- Movie poster
- Directed by: Steven Hilliard Stern
- Written by: Steven Hilliard Stern
- Produced by: Arthur M. Broidy
- Starring: Peter Kastner Joanna Cameron Louise Sorel Gary Burghoff Richard B. Shull Joanna Barnes
- Cinematography: David Dans
- Edited by: Melvin Shapiro
- Music by: Jimmy Dale Mark Shekter
- Distributed by: 20th Century Fox
- Release date: March 17, 1971 (Los Angeles);
- Running time: 99 minutes
- Country: United States
- Language: English

= B.S. I Love You =

1971 film

B.S. I Love You is a 1971 American comedy-drama film directed and written by Steven Hilliard Stern and starring Peter Kastner. The style of the film is like many others of its era, taking its cues from The Graduate and the raunchiness of the early 1970s, as Kastner plays a youthful TV commercials producer whose quest in life is to bed as many women as possible, while trying to remain faithful to his childhood sweetheart who remains in tow, awaiting the day they will marry.

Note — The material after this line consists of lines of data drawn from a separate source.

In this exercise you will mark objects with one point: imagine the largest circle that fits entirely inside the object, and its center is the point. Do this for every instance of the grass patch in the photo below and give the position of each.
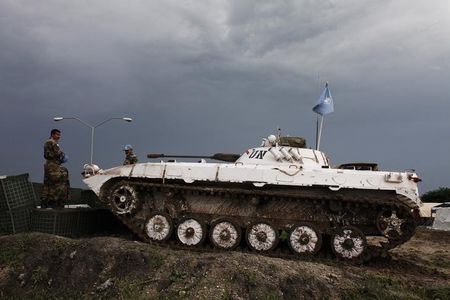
(13, 253)
(386, 288)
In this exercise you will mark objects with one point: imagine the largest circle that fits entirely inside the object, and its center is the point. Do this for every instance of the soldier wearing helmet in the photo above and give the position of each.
(55, 190)
(130, 157)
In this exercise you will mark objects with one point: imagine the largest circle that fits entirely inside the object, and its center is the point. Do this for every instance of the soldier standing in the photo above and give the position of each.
(130, 157)
(55, 191)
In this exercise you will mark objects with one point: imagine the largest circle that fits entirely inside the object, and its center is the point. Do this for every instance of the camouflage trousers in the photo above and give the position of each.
(55, 191)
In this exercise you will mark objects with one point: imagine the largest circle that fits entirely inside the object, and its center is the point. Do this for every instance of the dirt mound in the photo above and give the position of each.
(46, 266)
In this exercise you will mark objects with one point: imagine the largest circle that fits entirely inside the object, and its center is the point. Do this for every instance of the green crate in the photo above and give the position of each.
(77, 196)
(66, 222)
(15, 220)
(16, 191)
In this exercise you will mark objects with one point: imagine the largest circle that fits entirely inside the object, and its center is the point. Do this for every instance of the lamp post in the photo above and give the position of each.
(126, 119)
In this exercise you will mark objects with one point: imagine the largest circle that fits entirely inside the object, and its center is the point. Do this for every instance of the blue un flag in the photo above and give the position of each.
(325, 104)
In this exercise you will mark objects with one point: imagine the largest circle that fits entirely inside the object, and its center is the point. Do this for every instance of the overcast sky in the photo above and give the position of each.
(201, 77)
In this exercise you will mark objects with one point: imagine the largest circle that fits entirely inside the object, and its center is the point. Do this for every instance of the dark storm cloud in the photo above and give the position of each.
(217, 76)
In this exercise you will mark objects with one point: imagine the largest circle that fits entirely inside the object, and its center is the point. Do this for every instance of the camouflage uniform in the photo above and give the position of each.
(55, 191)
(130, 159)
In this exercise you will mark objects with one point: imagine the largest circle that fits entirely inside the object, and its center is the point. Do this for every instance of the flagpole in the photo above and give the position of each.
(317, 131)
(320, 133)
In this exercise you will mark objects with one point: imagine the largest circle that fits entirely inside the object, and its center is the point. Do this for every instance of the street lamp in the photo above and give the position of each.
(126, 119)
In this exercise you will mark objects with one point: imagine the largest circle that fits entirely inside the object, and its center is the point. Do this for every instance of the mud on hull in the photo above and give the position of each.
(228, 216)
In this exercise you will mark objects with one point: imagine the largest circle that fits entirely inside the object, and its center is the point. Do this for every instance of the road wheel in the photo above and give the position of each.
(191, 232)
(159, 227)
(261, 237)
(123, 198)
(348, 243)
(304, 239)
(224, 234)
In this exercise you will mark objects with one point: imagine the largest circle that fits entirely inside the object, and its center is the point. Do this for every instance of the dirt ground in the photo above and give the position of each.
(42, 266)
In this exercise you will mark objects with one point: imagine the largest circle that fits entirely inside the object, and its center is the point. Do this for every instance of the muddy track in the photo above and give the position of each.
(133, 202)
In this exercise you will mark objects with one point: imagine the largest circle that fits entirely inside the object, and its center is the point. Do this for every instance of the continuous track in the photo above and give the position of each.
(343, 219)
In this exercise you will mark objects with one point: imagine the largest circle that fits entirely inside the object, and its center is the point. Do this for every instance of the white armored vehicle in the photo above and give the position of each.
(278, 189)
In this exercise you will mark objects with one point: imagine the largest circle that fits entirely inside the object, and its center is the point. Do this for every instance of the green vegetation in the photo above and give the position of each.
(39, 276)
(12, 254)
(440, 195)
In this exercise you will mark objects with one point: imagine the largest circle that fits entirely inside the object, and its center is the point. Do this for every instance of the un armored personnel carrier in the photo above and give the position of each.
(278, 189)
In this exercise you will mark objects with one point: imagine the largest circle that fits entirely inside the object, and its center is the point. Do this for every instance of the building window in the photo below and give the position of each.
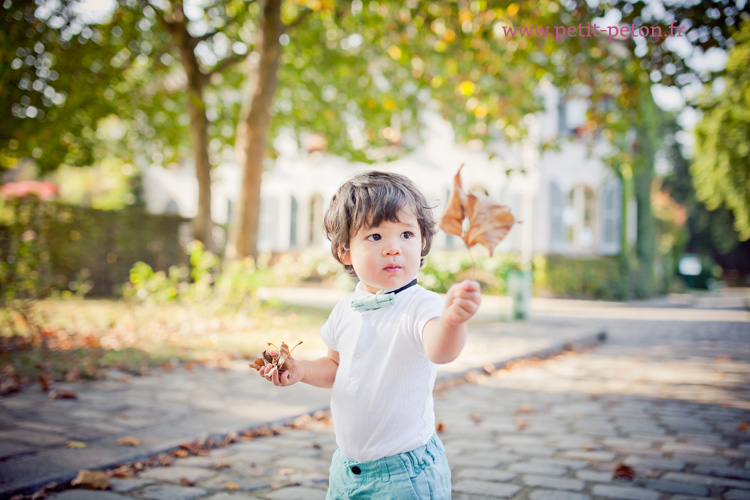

The film was released to little or no fanfare, and remains today a curious relic from the early 1970s. It is extremely hard to find, as it was never released on VHS and has not been released on DVD as of December 2018. It runs on the Fox Movie Channel from time to time, but it is an edited version (it runs 89 minutes, excising 10 minutes from the original theater release print).

==Plot==
A female executive, who is the head of an advertising agency on Madison Avenue, has slept her way to the top and now sets her sights on a young advertising executive. He succumbs to her seductions, ensuring his rise up the corporate ladder of success.

==Cast==
- Peter Kastner as Paul Bongard
- Joanna Cameron as Michele Ink
- Louise Sorel as Ruth
- Gary Burghoff as Ted Bufman
- Joanna Barnes as Jane Ink
- Richard B. Shull as Finley Harris

==Reception==
Howard Thompson of The New York Times was positive, writing: "With young Mr. Kastner appealingly front and center, the movie skips along jauntily, wisely and amusingly, reined in by a snug cluster of key performances and the pointed, tart dialogue." Gene Siskel of the Chicago Tribune gave the film one star out of four and called it "one of those run-thru-the-park youth films in which a 25-year old male comes to realize that life isn't about ladder climbing in an advertising agency, but love, love, love. It's a better sentiment than a movie." Charles Champlin of the Los Angeles Times called the film "an enjoyment, not a masterpiece, innocently sexy and nicely witty, and with an engaging and talented cast." David McGillivray of The Monthly Film Bulletin wrote: "Any film which shouts this loudly must, one feels, be trying to say something. Yet unless one can count a message which filters through about love being more important than financial gain, nothing very specific emerges from the flamboyant imagery...not even a statement about the ruthlessness of commercial advertising."